For the uninitiated, feng shui is the 4,000-year-old Chinese practice of creatively placing beds, mirrors and other accoutrements in a manner meant to promote harmony and positive energy across one's personal domain.
It has become a force to be reckoned with among interior decorators, swank landscapers, imaginative business owners and troubled city planners who will do just about anything to keep peace in their towns.
Mr. Darby is calling his philosophy "phone shui," promoting the idea that one's choice in cellular phones should hinge upon emotions and personal outlook. Needless to say, he already has the backing of a major European electronics supplier that is eager to cooperate.
And woe to those with lousy feng shui.
In recent years, Mr. Darby has straightened out the domestic energy flows for several notables, including actors Larry Hagman and Jackie Collins, singer Lisa Stansfield, the reality TV show "Big Brother" and even Britain's Millennium Stadium, which apparently had a "cursed" dressing room.
"Phone shui has three jewels: vitality, energy, spirit. The right phones will capture these," Mr. Darby notes. "Integrate the inner and the outer, choose a phone that reflects the image and reality."

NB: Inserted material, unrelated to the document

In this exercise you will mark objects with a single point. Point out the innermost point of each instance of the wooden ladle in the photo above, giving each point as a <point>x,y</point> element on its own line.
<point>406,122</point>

For those who are unsure of either their inner or outer, Mr. Darby has conveniently allied himself with Phones 4 U, which has 270 stores and 84 million customers in Britain and elsewhere.
Meanwhile, he is encouraging potential phone shui customers to take a 10-question quiz to understand themselves, their cellular phone needs and how this all relates on the cosmic plane:
"Have you found the love of your life?"
"Do you know a few good people, a couple of close friends, lots of colleagues or important people at work?"
"Does your energy as the day goes on stay the same, lift, fall or get really low?"
"Do you feel happy, relaxed, driven or in charge?'
Such queries have yet to appear in the typical phone book.
All of this makes sense to feng shui aficionados, who view the telephone itself as a significant point in "lines of energy" which tranverse a house right along with the TV, electrical wiring, satellite dish, stereo, computer and other devices.
The phone itself should be placed in the southeast corner of a room or office, the "wealth" area of the space, according to one Tokyo-based feng shui consultant. Another advised hanging a crystal over the phone "to promote more calls with good news."
But consultant Mr. Darby is not the only entrepreneur who has tapped into the mystical possibilities of the telephone.
Nokia recently unveiled a "Feng Shui" decorative phone-cover collection featuring five Chinese symbols for health, wealth, love, happiness and long life all part of the company's sizable "image maker" accessory category.
German telecommunications manufacturer Siemens, meanwhile, has introduced the C2118 a new mass-market cell phone aimed at Chinese consumers. The choice of number, the company noted, was based on feng shui principles.